Suite à la deuxième attaque du village d’Ogossagou-Peulh le  vendredi 14 février 2020, les maliens ont, comme à l’accoutumée, eu droit au communiqué du Gouvernement de la République du Mali qui « informe l’opinion nationale et internationale…. ».

Communiqué pathétique d’un gouvernement pathétique, dépassé par les évènements. En moins d’un an d’intervalle pratiquement,être amené à faire le  même communiqué, les mêmes mots de regrets, de condamnation et d’engagement à rechercher les coupables. C’est seulement la date et le nom du porte-parole du gouvernement et sa signature qui ont changé. Du couper- coller d’excellente facture.

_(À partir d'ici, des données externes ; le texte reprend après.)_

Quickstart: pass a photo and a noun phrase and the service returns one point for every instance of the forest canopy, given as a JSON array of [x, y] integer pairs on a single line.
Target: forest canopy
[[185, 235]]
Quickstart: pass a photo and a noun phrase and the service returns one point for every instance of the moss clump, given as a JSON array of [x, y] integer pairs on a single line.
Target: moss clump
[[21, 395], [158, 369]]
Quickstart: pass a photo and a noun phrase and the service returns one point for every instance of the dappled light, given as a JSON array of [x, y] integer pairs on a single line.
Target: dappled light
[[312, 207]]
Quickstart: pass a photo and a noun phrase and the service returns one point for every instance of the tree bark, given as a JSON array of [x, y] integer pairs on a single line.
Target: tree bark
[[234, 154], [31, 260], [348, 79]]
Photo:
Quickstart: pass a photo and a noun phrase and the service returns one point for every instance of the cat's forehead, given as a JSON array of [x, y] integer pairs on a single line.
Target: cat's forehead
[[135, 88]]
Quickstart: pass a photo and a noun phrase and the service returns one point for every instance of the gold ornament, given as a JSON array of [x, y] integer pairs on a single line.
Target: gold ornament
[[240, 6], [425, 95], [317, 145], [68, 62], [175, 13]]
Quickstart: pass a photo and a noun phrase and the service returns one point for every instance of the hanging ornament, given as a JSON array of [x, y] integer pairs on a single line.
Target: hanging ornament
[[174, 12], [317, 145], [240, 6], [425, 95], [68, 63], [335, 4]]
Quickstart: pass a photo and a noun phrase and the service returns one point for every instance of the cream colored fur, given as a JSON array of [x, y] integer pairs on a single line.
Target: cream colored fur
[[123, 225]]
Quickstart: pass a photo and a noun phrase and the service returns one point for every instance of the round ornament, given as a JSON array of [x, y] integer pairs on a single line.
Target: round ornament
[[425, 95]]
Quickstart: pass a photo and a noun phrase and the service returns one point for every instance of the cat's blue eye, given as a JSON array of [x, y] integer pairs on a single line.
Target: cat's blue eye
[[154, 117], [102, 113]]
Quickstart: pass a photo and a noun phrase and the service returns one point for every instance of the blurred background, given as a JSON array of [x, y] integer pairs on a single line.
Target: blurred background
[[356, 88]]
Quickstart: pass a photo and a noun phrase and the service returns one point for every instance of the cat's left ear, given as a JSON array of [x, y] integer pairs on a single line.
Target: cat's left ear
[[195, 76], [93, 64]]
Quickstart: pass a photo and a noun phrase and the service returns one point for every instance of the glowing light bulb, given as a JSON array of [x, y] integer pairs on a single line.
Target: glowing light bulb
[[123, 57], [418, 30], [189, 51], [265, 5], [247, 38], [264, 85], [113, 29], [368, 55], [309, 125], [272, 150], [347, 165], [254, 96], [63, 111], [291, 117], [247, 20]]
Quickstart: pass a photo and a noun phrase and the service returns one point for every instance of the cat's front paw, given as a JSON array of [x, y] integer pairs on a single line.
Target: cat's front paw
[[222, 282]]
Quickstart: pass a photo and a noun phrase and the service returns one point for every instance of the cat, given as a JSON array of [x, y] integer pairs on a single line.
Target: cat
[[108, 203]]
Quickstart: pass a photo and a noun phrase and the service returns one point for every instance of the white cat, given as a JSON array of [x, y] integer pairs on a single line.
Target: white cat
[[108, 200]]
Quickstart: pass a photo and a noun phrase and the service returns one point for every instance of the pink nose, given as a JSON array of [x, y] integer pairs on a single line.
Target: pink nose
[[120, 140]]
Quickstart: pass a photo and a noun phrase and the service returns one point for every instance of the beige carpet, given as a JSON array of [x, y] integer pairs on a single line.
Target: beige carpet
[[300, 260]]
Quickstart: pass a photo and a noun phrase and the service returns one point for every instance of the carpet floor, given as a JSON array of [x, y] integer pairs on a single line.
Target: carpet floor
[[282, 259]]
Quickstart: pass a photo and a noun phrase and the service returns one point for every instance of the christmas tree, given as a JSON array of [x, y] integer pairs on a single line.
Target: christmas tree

Le gouvernement  n’a même pas eu le tact de nous épargner  la traditionnelle et mensongère  litanie  selon laquelle les hommes qui ont attaqué et endeuillé Ogossagou –Peulh sont « des hommes armés nonidentifiés ». Car, ces hommes armés sont bel et bien connus et parfaitement identifiés  Ce sont des miliciens chasseurs « donso » du village jumeau d’Ogossagou-Dogon, appuyés par d’autres ‘donso’ introduits  à Ogossagou-Dogon dans la  soirée du jeudi 13 février 2020. Il n’y a  pas deux groupes de chasseurs dans la zone en question. Pourquoi tourner autour du pot.  Essayer  d’accréditer l’idée que ce serait le fait de mercenaires ou des djihadistes relève tout simplement de l’habituelle intox et de la pure imposture qui est mal indiquée dans ces moments tragiques. Un gouvernement responsable doit avoir le courage et l’honnêteté de  s’assumer. Surtout qu’avec les moyens de communication modernes, les gens sont très bien informés et  en direct de ce qui se passe. Dieu merci, l’Etat n’a plus le monopole de l’information pour la manipuler à sa guise.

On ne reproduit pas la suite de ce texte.